Compare General of the Armies Marshall to General Mattis — Mattis could not hold Marshall’s jock when it came to world experience.

 4. Generals are petty and sensitive when it comes to discussing matters of importance; note Mattis’ childish temper tantrum when he resigned because the POTUS did not take his advice as it related to Syria and the American troop pullout.

Worse, it turned out President Trump was correct.

 5. General Mattis was fired by the Obama admin for what they described as his tendency to project military solutions onto every problem. Other less critical observers may suggest he was not a team player and wanted the Obama admin to consider more long term implications of their actions. Regardless of which version strikes your fancy, Mattis ended up fired as CentCom commander.

 6. President Trump and Secretary Mattis famously disagreed as to the wisdom of the US pulling its troops out from Syria. This was a fairly small potatoes move by the US, but Mattis insisted that such a move, even at the tactical level, was of such portent that he felt compelled to resign. Prima donna?

This is one of my big beefs with military officers in the position of Secretary of Defense — they take things very personally, are micro managers, and don’t see the view from the top of the mountain as a President must.

Mattis’ actions were petty, small minded, and, as events would indicate, wrong.

Why is this important, Big Red Car?

The reason this is important is because President Biden has nominated a former Army general, Lloyd Austin, to be his Secretary of Defense. I think it is a bad idea based solely on the necessity for him to receive a waiver of the seven year rule.

I also am not overwhelmed with Lloyd Austin as a general.

He is a West Pointer who commanded CentCom some time after Mattis. He was an 18th Airborne Corps commander which is the top tactical command in the regular Army. Bravo.

I am particularly skeptical of the general officer corps of the time period in which he served in that they were unable to find a strategy to beat the Taliban when we had a huge troop numerical advantage, complete mastery of the skies, an enormous advantage in firepower, smothering intel advantage, but, somehow, we couldn’t beat this third world light infantry that had no officer or NCO corps.
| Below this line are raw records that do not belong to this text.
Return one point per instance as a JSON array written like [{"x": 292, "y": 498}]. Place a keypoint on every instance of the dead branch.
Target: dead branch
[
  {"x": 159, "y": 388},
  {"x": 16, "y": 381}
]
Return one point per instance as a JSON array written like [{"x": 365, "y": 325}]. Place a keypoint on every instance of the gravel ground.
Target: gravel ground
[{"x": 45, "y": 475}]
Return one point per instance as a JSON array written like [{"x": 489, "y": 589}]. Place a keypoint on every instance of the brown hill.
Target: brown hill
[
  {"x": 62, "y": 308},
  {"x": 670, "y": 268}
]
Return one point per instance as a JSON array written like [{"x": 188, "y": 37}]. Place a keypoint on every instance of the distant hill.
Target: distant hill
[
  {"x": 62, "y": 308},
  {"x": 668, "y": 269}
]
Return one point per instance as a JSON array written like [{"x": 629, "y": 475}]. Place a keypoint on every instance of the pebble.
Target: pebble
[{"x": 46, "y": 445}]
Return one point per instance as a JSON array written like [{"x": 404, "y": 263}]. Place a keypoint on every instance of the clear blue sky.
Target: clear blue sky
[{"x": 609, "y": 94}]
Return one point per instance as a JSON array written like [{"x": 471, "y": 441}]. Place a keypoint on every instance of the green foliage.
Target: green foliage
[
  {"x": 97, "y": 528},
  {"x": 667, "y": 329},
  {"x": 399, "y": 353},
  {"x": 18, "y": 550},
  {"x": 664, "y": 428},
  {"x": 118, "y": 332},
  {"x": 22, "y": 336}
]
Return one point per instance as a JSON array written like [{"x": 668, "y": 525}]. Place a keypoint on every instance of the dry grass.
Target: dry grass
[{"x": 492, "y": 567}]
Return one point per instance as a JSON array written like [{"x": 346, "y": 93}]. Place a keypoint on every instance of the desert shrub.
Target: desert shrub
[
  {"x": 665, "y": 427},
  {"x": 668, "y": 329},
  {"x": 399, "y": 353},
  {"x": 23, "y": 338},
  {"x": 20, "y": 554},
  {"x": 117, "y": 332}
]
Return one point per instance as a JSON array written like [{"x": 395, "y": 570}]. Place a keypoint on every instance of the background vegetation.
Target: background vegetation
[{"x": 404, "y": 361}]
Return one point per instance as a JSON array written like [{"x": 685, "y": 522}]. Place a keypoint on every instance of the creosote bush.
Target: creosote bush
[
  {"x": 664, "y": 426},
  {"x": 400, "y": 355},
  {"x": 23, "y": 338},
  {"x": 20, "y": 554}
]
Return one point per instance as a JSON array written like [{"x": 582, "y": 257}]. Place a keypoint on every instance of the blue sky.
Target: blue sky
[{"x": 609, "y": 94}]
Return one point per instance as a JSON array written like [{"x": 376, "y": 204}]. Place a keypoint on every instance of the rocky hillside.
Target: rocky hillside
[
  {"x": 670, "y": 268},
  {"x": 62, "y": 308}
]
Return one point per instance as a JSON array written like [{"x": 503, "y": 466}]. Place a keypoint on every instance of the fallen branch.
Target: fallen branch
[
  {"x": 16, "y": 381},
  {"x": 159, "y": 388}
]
The job of our generals is to win our wars. 

I listened to his confirmation hearings and he is a “woke” general concerned about things like equal opportunities for transgender troops. This is a problem fairly far down the “To Do Tasklist” from “win our wars.” Plus, why the Hell didn’t he solve those problems when he was in the damn Army? Come on, man.

The military as a petri dish concept was buried at the end of the Obama admin and should stay buried.

[Note: As a general proposition, a President should be able to name the Cabinet he wants. Special scrutiny should be given to State, Defense, and Treasury, but in general, a President should get who he wants.]

But, hey, what the Hell do I know anyway? I’m just a Big Red Car.